HAKARI-Bench

MNanoBEIR / NanoBEIR-it / NanoFiQA2018

Overview

This task is the Italian NanoBEIR version of FiQA 2018, a financial question-answer retrieval benchmark. The original FiQA data was created for financial opinion mining and question answering, and BEIR uses its retrieval form as a finance-domain QA task. In this NanoBEIR slice, Italian translated personal-finance questions must retrieve Italian translated answer passages from 4,598 candidate documents. The task contains 50 queries and 123 positive relevance judgments, with an average of 2.46 positives per query. It is a compact benchmark for finance-domain retrieval, where models must match practical tax, investing, debt, pricing, and account questions to explanatory answers that may use different wording and include scenario-specific caveats.

Details

What the Original Data Measures

FiQA measures retrieval of useful finance answers for user questions. Many queries describe practical decisions or definitions rather than simple facts. Relevant answers may explain assumptions, jurisdictional details, account mechanics, tax treatment, investment returns, or debt tradeoffs. The task therefore rewards scenario matching and financial semantics, not just keyword overlap.

Observed Data Profile

The Italian Nano task has 50 queries, 4,598 documents, and 123 positives.

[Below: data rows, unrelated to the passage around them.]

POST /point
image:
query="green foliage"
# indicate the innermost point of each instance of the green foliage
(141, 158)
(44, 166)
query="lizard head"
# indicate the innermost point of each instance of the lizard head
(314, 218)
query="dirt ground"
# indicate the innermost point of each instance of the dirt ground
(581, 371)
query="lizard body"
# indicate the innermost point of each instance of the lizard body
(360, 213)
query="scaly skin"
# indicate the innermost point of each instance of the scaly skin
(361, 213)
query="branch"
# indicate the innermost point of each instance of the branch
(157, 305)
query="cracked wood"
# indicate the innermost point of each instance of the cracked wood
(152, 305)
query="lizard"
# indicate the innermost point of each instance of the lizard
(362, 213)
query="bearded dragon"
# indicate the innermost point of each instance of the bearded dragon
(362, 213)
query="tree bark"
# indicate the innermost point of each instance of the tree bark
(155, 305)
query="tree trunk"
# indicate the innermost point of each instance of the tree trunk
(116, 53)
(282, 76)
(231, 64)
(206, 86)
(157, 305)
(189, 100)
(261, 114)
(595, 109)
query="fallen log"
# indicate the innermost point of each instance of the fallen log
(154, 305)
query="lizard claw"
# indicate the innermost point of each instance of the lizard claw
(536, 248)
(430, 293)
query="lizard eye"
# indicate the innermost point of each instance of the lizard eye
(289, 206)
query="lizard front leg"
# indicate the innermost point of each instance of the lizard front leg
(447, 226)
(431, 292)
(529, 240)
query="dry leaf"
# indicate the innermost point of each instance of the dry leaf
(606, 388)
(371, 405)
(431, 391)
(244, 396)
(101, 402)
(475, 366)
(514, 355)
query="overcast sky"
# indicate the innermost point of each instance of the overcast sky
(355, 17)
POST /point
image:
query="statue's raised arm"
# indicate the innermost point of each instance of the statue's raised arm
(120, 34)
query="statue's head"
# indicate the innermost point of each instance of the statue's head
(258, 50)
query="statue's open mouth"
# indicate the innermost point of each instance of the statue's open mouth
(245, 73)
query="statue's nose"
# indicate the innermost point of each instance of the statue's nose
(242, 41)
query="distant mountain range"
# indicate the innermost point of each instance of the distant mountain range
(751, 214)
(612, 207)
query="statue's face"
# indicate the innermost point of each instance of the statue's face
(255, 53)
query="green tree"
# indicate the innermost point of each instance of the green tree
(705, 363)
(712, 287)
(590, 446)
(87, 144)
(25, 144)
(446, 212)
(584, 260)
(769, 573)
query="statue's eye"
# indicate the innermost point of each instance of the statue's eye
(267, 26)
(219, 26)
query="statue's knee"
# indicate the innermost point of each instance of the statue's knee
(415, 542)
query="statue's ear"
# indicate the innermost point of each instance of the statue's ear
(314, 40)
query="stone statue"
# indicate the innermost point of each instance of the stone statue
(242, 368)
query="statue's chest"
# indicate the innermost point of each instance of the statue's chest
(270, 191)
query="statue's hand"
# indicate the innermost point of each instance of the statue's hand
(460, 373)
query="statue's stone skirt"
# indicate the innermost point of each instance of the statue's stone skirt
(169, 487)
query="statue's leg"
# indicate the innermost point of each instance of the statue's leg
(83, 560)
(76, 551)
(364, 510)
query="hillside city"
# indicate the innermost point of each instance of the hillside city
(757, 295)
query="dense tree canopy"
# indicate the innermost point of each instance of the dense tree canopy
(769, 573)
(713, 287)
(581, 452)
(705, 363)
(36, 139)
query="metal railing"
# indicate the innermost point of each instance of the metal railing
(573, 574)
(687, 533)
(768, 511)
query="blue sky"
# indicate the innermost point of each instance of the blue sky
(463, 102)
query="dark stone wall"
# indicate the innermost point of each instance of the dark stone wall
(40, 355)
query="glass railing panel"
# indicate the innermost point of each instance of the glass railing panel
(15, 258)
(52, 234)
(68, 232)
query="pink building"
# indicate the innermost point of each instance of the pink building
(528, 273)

Positives per query average 2.46, and 28 queries have multiple positives. Queries average about 75 characters, while documents average about 1,005 characters. Example queries ask about Vanguard returns, tax implications of self-employment, high or low stock volume, using credit-card points for deductible business expenses, and filing taxes as a self-employed worker.

BM25 Evaluation Profile

BM25 is weak, with nDCG@10 of 0.263, Hit@10 of 0.480, and Recall@100 of 0.577. Lexical overlap alone often fails because financial answers may address the same decision using different terminology. BM25 can retrieve passages that share a product or tax term but miss the user's scenario. The median rank pattern in the existing data shows that positives are frequently outside the first page.

Dense Evaluation Profile

The dense harrier-oss-270m baseline is clearly stronger, with nDCG@10 of 0.344, Hit@10 of 0.640, and Recall@100 of 0.740. Dense retrieval better captures finance-domain scenario similarity and answer intent. It can connect questions about taxes, investing, expenses, or account rules to explanatory passages that do not repeat the query exactly. This makes dense retrieval the best top-ranking profile for this Italian FiQA slice.

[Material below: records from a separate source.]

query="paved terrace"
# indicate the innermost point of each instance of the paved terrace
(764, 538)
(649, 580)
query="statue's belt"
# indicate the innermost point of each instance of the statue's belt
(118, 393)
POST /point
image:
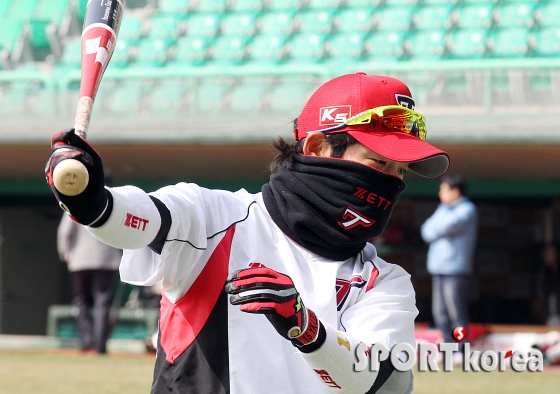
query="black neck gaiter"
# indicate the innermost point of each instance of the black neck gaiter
(329, 206)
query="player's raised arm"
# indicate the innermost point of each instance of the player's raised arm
(125, 217)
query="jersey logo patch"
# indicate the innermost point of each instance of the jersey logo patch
(343, 288)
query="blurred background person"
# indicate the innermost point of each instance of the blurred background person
(551, 284)
(93, 267)
(451, 234)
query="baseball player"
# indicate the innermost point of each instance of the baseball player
(275, 292)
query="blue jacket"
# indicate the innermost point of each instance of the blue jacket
(451, 233)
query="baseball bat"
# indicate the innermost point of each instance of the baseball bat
(99, 37)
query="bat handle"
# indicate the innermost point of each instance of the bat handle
(83, 116)
(71, 177)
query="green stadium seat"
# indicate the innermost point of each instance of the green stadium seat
(248, 97)
(175, 7)
(204, 25)
(456, 83)
(212, 6)
(277, 22)
(13, 99)
(51, 10)
(548, 14)
(288, 97)
(239, 24)
(267, 49)
(509, 43)
(38, 38)
(439, 2)
(500, 83)
(468, 43)
(483, 1)
(393, 3)
(132, 28)
(321, 4)
(152, 52)
(474, 15)
(353, 20)
(211, 94)
(546, 42)
(230, 50)
(433, 17)
(81, 9)
(276, 5)
(247, 5)
(46, 12)
(5, 6)
(10, 30)
(394, 18)
(191, 51)
(363, 3)
(168, 97)
(307, 48)
(346, 47)
(165, 26)
(515, 15)
(315, 21)
(384, 46)
(427, 45)
(124, 100)
(123, 54)
(541, 83)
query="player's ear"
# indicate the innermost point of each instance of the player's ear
(316, 145)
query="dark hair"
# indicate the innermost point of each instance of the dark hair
(456, 181)
(286, 150)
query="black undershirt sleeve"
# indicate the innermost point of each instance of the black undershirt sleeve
(385, 370)
(157, 244)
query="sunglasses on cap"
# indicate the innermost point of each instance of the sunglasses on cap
(394, 117)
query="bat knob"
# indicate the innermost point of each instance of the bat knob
(70, 177)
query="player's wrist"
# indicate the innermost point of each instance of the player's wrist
(318, 339)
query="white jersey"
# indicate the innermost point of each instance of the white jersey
(214, 233)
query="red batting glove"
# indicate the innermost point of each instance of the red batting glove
(265, 291)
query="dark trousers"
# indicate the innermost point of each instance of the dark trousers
(92, 296)
(450, 304)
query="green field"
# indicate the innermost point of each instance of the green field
(68, 371)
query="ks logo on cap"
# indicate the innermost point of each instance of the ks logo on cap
(334, 115)
(405, 101)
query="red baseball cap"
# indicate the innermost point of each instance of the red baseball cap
(345, 96)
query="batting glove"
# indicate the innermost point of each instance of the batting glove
(262, 290)
(94, 203)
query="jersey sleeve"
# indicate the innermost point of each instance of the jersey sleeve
(199, 218)
(385, 314)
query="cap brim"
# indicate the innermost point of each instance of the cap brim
(424, 159)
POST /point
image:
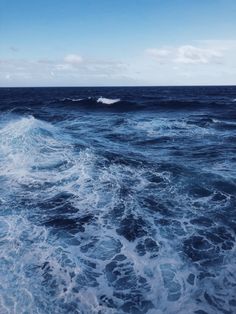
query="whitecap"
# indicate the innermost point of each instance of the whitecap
(108, 101)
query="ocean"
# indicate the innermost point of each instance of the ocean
(118, 200)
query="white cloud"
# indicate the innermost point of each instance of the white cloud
(158, 52)
(186, 54)
(194, 55)
(73, 59)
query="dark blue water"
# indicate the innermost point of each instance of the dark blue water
(118, 200)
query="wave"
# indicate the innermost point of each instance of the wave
(108, 101)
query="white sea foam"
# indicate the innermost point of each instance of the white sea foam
(108, 101)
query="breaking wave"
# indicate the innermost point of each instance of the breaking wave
(116, 212)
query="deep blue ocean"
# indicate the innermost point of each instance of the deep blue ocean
(118, 200)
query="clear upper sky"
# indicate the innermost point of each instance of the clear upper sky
(117, 42)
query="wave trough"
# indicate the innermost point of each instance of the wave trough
(117, 211)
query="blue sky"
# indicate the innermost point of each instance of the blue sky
(117, 42)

Reranking Hybrid Evaluation Profile

The reranking_hybrid profile reaches nDCG@10 of 0.340, Hit@10 of 0.620, and Recall@100 of 0.756, with five safeguard rows at 101 candidates. It gives the best Recall@100 but slightly trails dense retrieval on nDCG@10 and Hit@10. This suggests that hybrid search is useful for candidate generation, while dense retrieval is better calibrated for ranking the first page. BM25 contributes exact financial terms, but dense similarity drives most of the quality.

Metric Interpretation for Model Researchers

Because many queries have multiple positives, Hit@10 indicates whether at least one useful answer was found, not whether the model covered all relevant advice. nDCG@10 measures whether high-quality answers appear early. Recall@100 matters for reranking pipelines and for multi-answer finance questions where different answers may cover different assumptions. The dense and hybrid profiles show a tradeoff between top-rank quality and coverage.

Query and Relevance Type Tendencies

Queries are Italian personal-finance questions involving taxes, investing, volume, credit cards, business deductions, and self-employment. Relevant documents are long forum-style answers. Hard negatives may share financial terms but answer a different jurisdiction, account type, risk horizon, or practical decision. The task is sensitive to domain semantics and scenario constraints.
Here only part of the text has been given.